Une équipe de chercheurs annonce, dans la revue Brain, qu'elle est parvenue à renverser certaines manifestations cognitives associées à l'alzheimer dans un modèle animal de la maladie. «Même si la démonstration reste à faire chez l'humain, nous croyons que le mécanisme que nous avons mis en lumière constitue une cible thérapeutique très intéressante parce qu'il ne se limite pas à ralentir la progression de la maladie, mais qu'il permet de restaurer en partie certaines fonctions cognitives», commente le responsable de l'étude, Yves De Koninck, professeur à la Faculté de médecine et chercheur au Centre de recherche CERVO de l'Université Laval.
Des études antérieures ont montré qu'avant même que les symptômes de l'alzheimer apparaissent, l'activité du cerveau est perturbée chez les gens qui vont développer la maladie. «Il y a une hyperactivité neuronale et une désorganisation des signaux dans le cerveau, explique le chercheur. Notre hypothèse est qu'un mécanisme qui régule l'activité neuronale, plus précisément celui qui est responsable de l'inhibition des signaux neuronaux, est perturbé.»
Le principal inhibiteur des signaux neuronaux dans le cerveau humain est le neurotransmetteur GABA. Il fonctionne en étroite collaboration avec un cotransporteur, le KCC2. Il s'agit d'une pompe à ions, située dans la membrane cellulaire, qui fait circuler les ions chlorures et les ions potassium entre l'intérieur et l'extérieur des neurones, rappelle le professeur De Koninck.
«Lorsqu'il y a une perte de KCC2 dans la membrane cellulaire, le niveau d'ions chlorures augmente à l'intérieur des neurones, et l'inhibition médiée par GABA est perturbée, poursuit-il. Cela peut conduire à l'hyperactivité neuronale. Une étude a déjà montré que les niveaux de KCC2 étaient réduits dans le cerveau de personnes décédées qui avaient souffert d'alzheimer. C'est ce qui nous a donné l'idée d'examiner le rôle de KCC2 dans un modèle animal de la maladie d'Alzheimer.»
Pour ce faire, les chercheurs ont utilisé une lignée de souris qui expriment l'une des deux principales manifestations de l'alzheimer chez l'humain: la formation de plaques amyloïdes dans le cerveau. Comme prévu, ces plaques sont apparues dans le cerveau de ces souris et leur abondance a augmenté avec l'âge.
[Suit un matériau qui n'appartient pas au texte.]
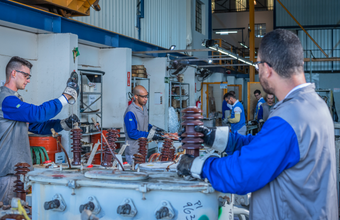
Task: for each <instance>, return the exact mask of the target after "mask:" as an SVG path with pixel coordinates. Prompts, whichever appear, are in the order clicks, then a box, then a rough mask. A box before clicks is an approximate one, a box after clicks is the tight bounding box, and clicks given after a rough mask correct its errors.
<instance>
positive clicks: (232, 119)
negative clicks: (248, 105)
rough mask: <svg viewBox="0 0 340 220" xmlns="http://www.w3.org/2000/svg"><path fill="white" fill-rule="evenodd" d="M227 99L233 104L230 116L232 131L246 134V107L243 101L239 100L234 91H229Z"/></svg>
mask: <svg viewBox="0 0 340 220" xmlns="http://www.w3.org/2000/svg"><path fill="white" fill-rule="evenodd" d="M226 99H227V102H228V104H229V105H232V109H231V114H230V117H229V118H228V122H230V124H231V131H232V132H237V133H239V134H242V135H245V134H246V132H247V127H246V117H245V114H244V108H243V105H242V103H241V102H239V101H238V100H237V99H236V97H235V95H234V93H231V92H228V93H227V95H226Z"/></svg>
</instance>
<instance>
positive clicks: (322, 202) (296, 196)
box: [201, 85, 338, 220]
mask: <svg viewBox="0 0 340 220" xmlns="http://www.w3.org/2000/svg"><path fill="white" fill-rule="evenodd" d="M314 89H315V88H314V85H308V86H306V87H304V88H301V89H298V90H295V91H293V92H292V93H291V94H289V95H288V96H287V97H286V98H285V99H283V100H282V101H280V102H278V103H277V104H276V105H275V106H274V107H273V108H272V109H271V112H270V116H269V119H268V120H267V121H266V123H265V124H264V126H263V127H262V130H261V131H260V132H259V133H258V134H257V135H256V136H252V135H247V136H243V135H239V134H237V133H231V134H230V137H229V140H228V144H227V148H226V152H227V153H229V154H232V155H230V156H227V157H224V158H208V159H207V160H206V161H205V163H204V166H203V170H202V173H201V177H202V178H208V180H209V181H210V183H211V184H212V186H213V187H214V188H215V189H216V190H218V191H221V192H227V193H235V194H241V195H242V194H246V193H249V192H253V193H252V197H251V204H250V215H251V216H250V217H251V219H271V220H275V219H287V220H288V219H289V220H292V219H294V220H295V219H338V199H337V185H336V184H337V183H336V170H337V168H336V159H335V155H336V154H335V146H334V145H335V143H334V125H333V121H332V118H331V115H330V113H329V109H328V107H327V105H326V104H325V102H324V101H323V100H322V99H321V98H320V97H319V96H318V94H317V93H316V92H315V91H314ZM316 115H317V116H318V117H315V116H316Z"/></svg>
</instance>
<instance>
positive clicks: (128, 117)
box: [124, 102, 152, 155]
mask: <svg viewBox="0 0 340 220" xmlns="http://www.w3.org/2000/svg"><path fill="white" fill-rule="evenodd" d="M151 128H152V125H150V124H149V116H148V110H147V108H146V106H144V107H143V110H142V109H141V108H140V107H139V106H137V105H136V104H135V103H134V102H132V103H131V105H129V106H128V107H127V109H126V111H125V113H124V132H125V141H126V142H127V143H128V144H129V146H127V147H126V151H125V154H126V155H134V154H136V153H138V149H139V145H138V139H139V138H141V137H145V138H146V137H148V135H149V132H148V131H149V130H150V129H151Z"/></svg>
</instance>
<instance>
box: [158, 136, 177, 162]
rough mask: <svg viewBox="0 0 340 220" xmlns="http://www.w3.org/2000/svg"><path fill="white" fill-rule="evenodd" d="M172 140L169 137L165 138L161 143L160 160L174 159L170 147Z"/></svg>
mask: <svg viewBox="0 0 340 220" xmlns="http://www.w3.org/2000/svg"><path fill="white" fill-rule="evenodd" d="M172 142H173V141H172V140H171V139H165V140H164V143H163V148H162V155H161V161H173V159H174V153H175V151H173V150H172V149H174V148H173V147H172Z"/></svg>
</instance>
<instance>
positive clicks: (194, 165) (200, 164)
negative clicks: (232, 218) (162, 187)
mask: <svg viewBox="0 0 340 220" xmlns="http://www.w3.org/2000/svg"><path fill="white" fill-rule="evenodd" d="M209 157H219V156H218V155H217V154H206V155H204V156H200V157H194V156H192V155H189V154H184V155H182V156H181V159H180V161H179V164H178V165H177V175H178V176H183V177H186V176H192V177H194V178H197V179H201V173H202V170H203V166H204V163H205V161H206V160H207V159H208V158H209Z"/></svg>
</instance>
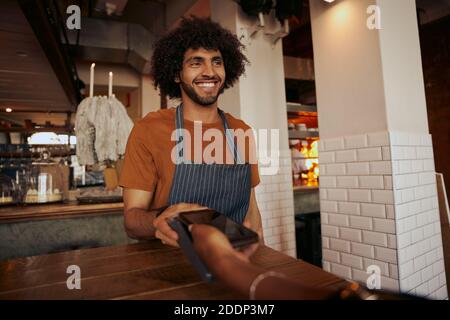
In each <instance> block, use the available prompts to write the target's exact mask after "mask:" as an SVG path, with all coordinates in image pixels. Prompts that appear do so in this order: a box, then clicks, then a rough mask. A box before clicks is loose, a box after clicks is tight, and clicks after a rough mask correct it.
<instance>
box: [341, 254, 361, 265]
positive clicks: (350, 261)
mask: <svg viewBox="0 0 450 320" xmlns="http://www.w3.org/2000/svg"><path fill="white" fill-rule="evenodd" d="M341 263H342V264H343V265H346V266H349V267H354V268H358V269H362V268H363V259H362V258H361V257H358V256H354V255H352V254H347V253H341Z"/></svg>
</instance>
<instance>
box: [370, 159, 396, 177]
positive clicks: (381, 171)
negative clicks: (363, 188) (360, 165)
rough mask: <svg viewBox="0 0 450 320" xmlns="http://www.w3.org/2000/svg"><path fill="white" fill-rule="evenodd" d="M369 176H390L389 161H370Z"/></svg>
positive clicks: (390, 169)
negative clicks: (369, 170)
mask: <svg viewBox="0 0 450 320" xmlns="http://www.w3.org/2000/svg"><path fill="white" fill-rule="evenodd" d="M370 174H371V175H386V174H389V175H390V174H392V165H391V161H372V162H370Z"/></svg>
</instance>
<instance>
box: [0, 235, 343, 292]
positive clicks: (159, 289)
mask: <svg viewBox="0 0 450 320" xmlns="http://www.w3.org/2000/svg"><path fill="white" fill-rule="evenodd" d="M251 260H252V262H253V263H254V264H256V265H259V266H261V267H263V268H265V269H270V270H276V271H279V272H282V273H284V274H285V275H287V276H289V277H291V278H294V279H298V280H301V281H303V282H304V283H305V285H310V286H314V287H316V288H320V287H322V288H324V287H328V288H333V287H335V286H338V285H342V284H343V282H344V281H345V280H343V279H341V278H338V277H337V276H335V275H333V274H331V273H328V272H326V271H324V270H322V269H320V268H318V267H316V266H313V265H311V264H309V263H306V262H304V261H301V260H296V259H294V258H292V257H289V256H287V255H285V254H282V253H280V252H277V251H275V250H273V249H270V248H268V247H265V246H261V247H260V248H259V249H258V250H257V251H256V253H255V254H254V255H253V256H252V258H251ZM70 265H77V266H79V267H80V270H81V289H80V290H76V289H74V290H69V289H68V288H67V285H66V281H67V279H68V277H69V276H70V274H68V273H66V271H67V267H68V266H70ZM4 299H246V297H242V296H240V295H239V294H238V293H236V292H233V291H231V290H229V289H227V288H225V287H223V286H222V285H220V284H218V283H212V284H208V283H205V282H203V281H202V280H201V279H200V277H199V276H198V275H197V272H196V270H195V269H194V268H193V267H192V266H191V265H190V263H189V262H188V260H187V259H186V258H185V256H184V255H183V253H182V251H181V250H180V249H178V248H172V247H167V246H165V245H163V244H161V242H160V241H159V240H154V241H148V242H141V243H137V244H129V245H123V246H114V247H104V248H95V249H82V250H74V251H67V252H62V253H55V254H50V255H44V256H34V257H28V258H21V259H16V260H10V261H4V262H0V300H4Z"/></svg>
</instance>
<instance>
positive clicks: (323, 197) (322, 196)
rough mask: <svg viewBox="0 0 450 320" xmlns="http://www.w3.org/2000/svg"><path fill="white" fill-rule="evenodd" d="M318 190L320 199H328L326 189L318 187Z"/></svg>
mask: <svg viewBox="0 0 450 320" xmlns="http://www.w3.org/2000/svg"><path fill="white" fill-rule="evenodd" d="M320 179H322V178H320ZM319 192H320V200H326V199H328V197H327V189H323V188H319Z"/></svg>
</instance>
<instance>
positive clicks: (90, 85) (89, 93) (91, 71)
mask: <svg viewBox="0 0 450 320" xmlns="http://www.w3.org/2000/svg"><path fill="white" fill-rule="evenodd" d="M94 68H95V63H93V64H91V77H90V80H89V96H90V97H91V98H92V97H93V96H94Z"/></svg>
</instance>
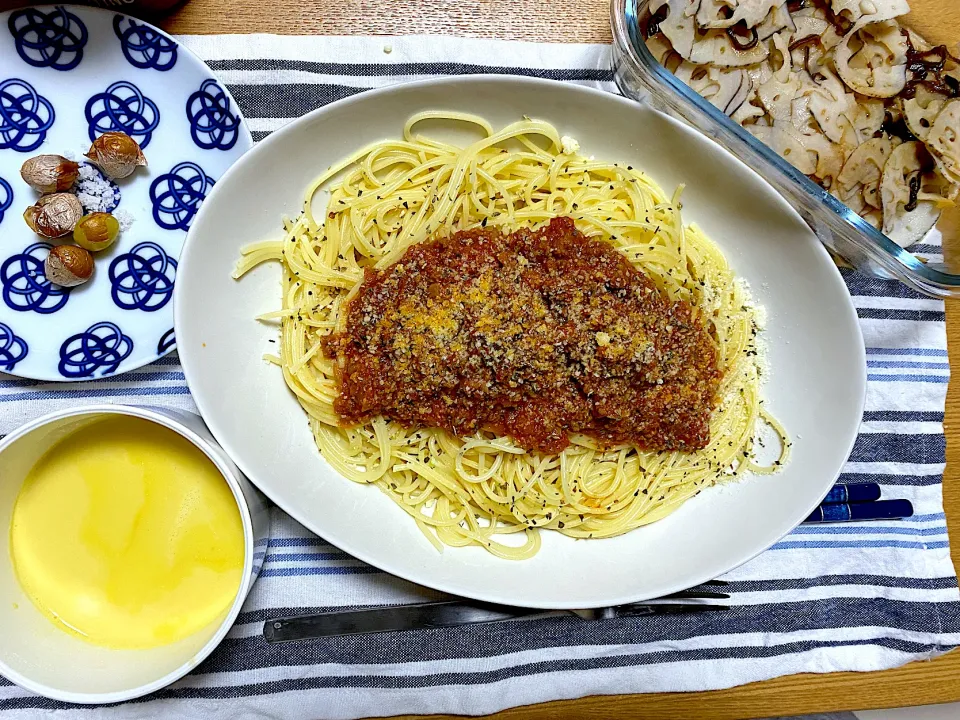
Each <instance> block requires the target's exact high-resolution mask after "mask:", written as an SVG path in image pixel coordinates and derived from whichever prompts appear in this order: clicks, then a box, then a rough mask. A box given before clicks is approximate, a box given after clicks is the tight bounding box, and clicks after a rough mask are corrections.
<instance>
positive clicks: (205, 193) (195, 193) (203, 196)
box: [150, 162, 213, 230]
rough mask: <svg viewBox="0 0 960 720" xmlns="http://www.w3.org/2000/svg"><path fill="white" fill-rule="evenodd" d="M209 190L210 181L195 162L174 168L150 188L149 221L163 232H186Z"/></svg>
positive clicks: (182, 165) (151, 186) (205, 197)
mask: <svg viewBox="0 0 960 720" xmlns="http://www.w3.org/2000/svg"><path fill="white" fill-rule="evenodd" d="M212 187H213V178H211V177H209V176H208V175H207V174H206V173H205V172H204V171H203V168H201V167H200V166H199V165H197V164H196V163H192V162H182V163H180V164H178V165H175V166H174V167H173V169H172V170H171V171H170V172H168V173H166V174H164V175H161V176H160V177H158V178H157V179H156V180H154V181H153V183H151V185H150V202H151V203H153V219H154V220H155V221H156V223H157V225H159V226H160V227H162V228H164V229H166V230H187V229H188V228H189V227H190V224H191V223H192V222H193V216H194V215H196V214H197V210H199V209H200V204H201V203H202V202H203V200H204V198H206V197H207V193H209V192H210V188H212Z"/></svg>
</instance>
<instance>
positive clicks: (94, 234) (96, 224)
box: [73, 212, 120, 252]
mask: <svg viewBox="0 0 960 720" xmlns="http://www.w3.org/2000/svg"><path fill="white" fill-rule="evenodd" d="M119 234H120V222H119V221H118V220H117V219H116V218H115V217H114V216H113V215H111V214H110V213H104V212H98V213H90V214H89V215H84V216H83V217H82V218H80V220H79V222H77V226H76V227H75V228H74V229H73V241H74V242H75V243H77V245H79V246H80V247H82V248H85V249H87V250H89V251H90V252H99V251H101V250H106V249H107V248H108V247H110V246H111V245H112V244H113V241H114V240H116V239H117V236H118V235H119Z"/></svg>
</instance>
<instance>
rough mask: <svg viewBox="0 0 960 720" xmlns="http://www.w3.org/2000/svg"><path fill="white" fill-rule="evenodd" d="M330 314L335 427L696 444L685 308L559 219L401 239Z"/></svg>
mask: <svg viewBox="0 0 960 720" xmlns="http://www.w3.org/2000/svg"><path fill="white" fill-rule="evenodd" d="M346 312H347V318H346V326H345V327H346V330H345V332H343V333H340V334H335V335H331V336H329V337H328V338H326V339H325V341H324V346H323V347H324V352H325V354H326V355H327V356H328V357H331V358H334V359H336V360H337V367H338V371H337V372H338V375H337V379H338V385H339V396H338V397H337V399H336V401H335V404H334V407H335V410H336V412H337V413H338V414H339V416H340V418H341V422H342V423H343V424H344V425H348V426H349V425H353V424H357V423H362V422H364V421H366V420H368V419H370V418H372V417H374V416H377V415H382V416H384V417H386V418H389V419H392V420H395V421H398V422H400V423H402V424H404V425H406V426H410V427H436V428H443V429H445V430H448V431H449V432H451V433H454V434H456V435H460V436H466V435H471V434H473V433H474V432H476V431H477V430H479V429H483V430H488V431H491V432H494V433H497V434H500V435H508V436H510V437H511V438H513V439H514V441H515V442H517V443H518V444H520V445H521V446H523V447H524V448H526V449H528V450H536V451H541V452H545V453H556V452H559V451H561V450H562V449H563V448H565V447H566V446H567V445H568V444H569V442H570V440H569V435H570V433H582V434H585V435H588V436H590V437H592V438H594V439H596V440H597V441H598V442H600V443H601V444H602V445H612V444H619V443H624V442H626V443H632V444H635V445H637V446H639V447H641V448H644V449H650V450H682V451H691V450H696V449H699V448H702V447H704V446H705V445H706V444H707V443H708V441H709V438H710V429H709V422H710V414H711V411H712V410H713V407H714V405H715V404H716V396H717V389H718V386H719V383H720V379H721V372H720V370H719V368H718V356H717V347H716V343H715V341H714V340H713V338H712V337H711V336H710V334H709V333H708V331H707V329H706V326H705V324H704V322H703V320H702V318H701V317H700V316H699V312H698V310H696V309H695V308H694V307H693V306H691V305H690V304H689V303H686V302H682V301H679V302H674V301H671V300H669V299H668V298H667V297H665V296H664V295H663V294H662V293H661V292H660V291H659V290H658V289H657V287H656V286H655V285H654V284H653V282H652V281H651V280H650V279H649V278H647V277H646V275H644V274H643V273H642V272H640V271H638V270H637V269H636V268H634V267H633V266H632V265H631V264H630V263H629V261H628V260H627V259H626V258H625V257H624V256H623V255H621V254H620V253H619V252H618V251H617V250H616V249H615V248H614V247H613V246H612V245H610V244H609V243H607V242H603V241H601V240H595V239H590V238H587V237H586V236H584V235H583V234H581V233H580V232H579V231H577V229H576V228H575V227H574V223H573V220H572V219H570V218H557V219H554V220H552V221H551V222H550V223H549V224H548V225H547V226H545V227H543V228H541V229H539V230H537V231H528V230H520V231H518V232H516V233H513V234H509V235H508V234H503V233H501V232H499V231H497V230H495V229H492V228H485V229H478V230H471V231H467V232H458V233H456V234H453V235H451V236H449V237H438V238H434V239H431V240H428V241H426V242H424V243H421V244H419V245H416V246H414V247H411V248H410V249H409V250H407V252H406V253H405V254H404V255H403V257H402V258H401V259H400V260H399V261H398V262H397V263H396V264H394V265H392V266H390V267H387V268H385V269H383V270H381V271H375V270H369V269H368V270H367V271H366V274H365V276H364V279H363V282H362V283H361V285H360V287H359V289H358V291H357V293H356V294H355V296H354V297H353V299H352V300H351V301H350V302H349V304H348V306H347V308H346Z"/></svg>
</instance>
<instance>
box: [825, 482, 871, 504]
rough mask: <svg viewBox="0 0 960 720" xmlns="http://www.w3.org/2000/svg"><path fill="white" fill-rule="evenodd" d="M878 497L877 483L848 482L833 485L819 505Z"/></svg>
mask: <svg viewBox="0 0 960 720" xmlns="http://www.w3.org/2000/svg"><path fill="white" fill-rule="evenodd" d="M879 499H880V486H879V485H878V484H877V483H849V484H847V485H834V486H833V489H832V490H830V492H828V493H827V496H826V497H825V498H824V499H823V500H821V501H820V504H821V505H832V504H833V503H847V502H873V501H874V500H879Z"/></svg>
Les chercheurs ont constaté que, lorsque ces souris atteignaient l'âge de 4 mois, les niveaux de KCC2 diminuaient dans deux régions de leur cerveau. Ces deux régions, l'hippocampe et le cortex préfrontal, sont aussi affectées chez les personnes qui souffrent d'alzheimer. «Plus la perte de KCC2 était grande, plus les souris avaient de plaques amyloïdes», note le professeur De Koninck.
À la lumière de ces résultats, les chercheurs ont eu recours à une molécule mise au point dans leur laboratoire, le CLP290, un activateur de KCC2 qui prévient sa diminution. À court terme, l'administration de cette molécule à des souris qui avaient déjà des niveaux de KCC2 réduits a permis une amélioration de leur mémoire spatiale et de leurs comportements sociaux. À long terme, le CLP290 les a protégées contre une diminution des capacités cognitives et contre l'hyperactivité neuronale.
«Nos résultats n'impliquent pas que la perte de KCC2 cause l'alzheimer, insiste le professeur De Koninck. Par contre, elle semble entraîner un déséquilibre ionique conduisant à une hyperactivité neuronale pouvant mener à la mort des neurones. Cela suggère qu'en prévenant la perte de KCC2, on pourrait ralentir et peut-être même renverser certaines manifestations de la maladie.»
Pour différentes raisons, le CLP290 ne peut être utilisé chez l'humain. L'équipe du professeur De Koninck est en quête d'autres molécules activatrices de KCC2 qui seraient bien tolérées par les personnes souffrant d'alzheimer. «Nous avons développé de nouvelles molécules qui sont présentement en évaluation dans notre laboratoire. Parallèlement à ces recherches, nous testons des médicaments qui sont utilisés à des fins autres que l'alzheimer chez l'humain afin d'en évaluer les effets sur le KCC2. Le repositionnement d'un médicament existant accélérerait les travaux portant sur cette nouvelle avenue thérapeutique», souligne le chercheur.
Les autres signataires de l'étude parue dans Brain sont Iason Keramidis, Julien Bourbonnais, Feng Wang, Dominique Isabel, Marie-Eve Paquet, Romain Sansonetti, Annie Barbeau, Lionel Froux et Antoine Godin, de l'Université Laval, et Brendan McAllister, Edris Rezaei, Phil Degagne, Mojtaba Nazari, Samsoon Inayat et Majid Mohajerani, de l'Université de Lethbridge.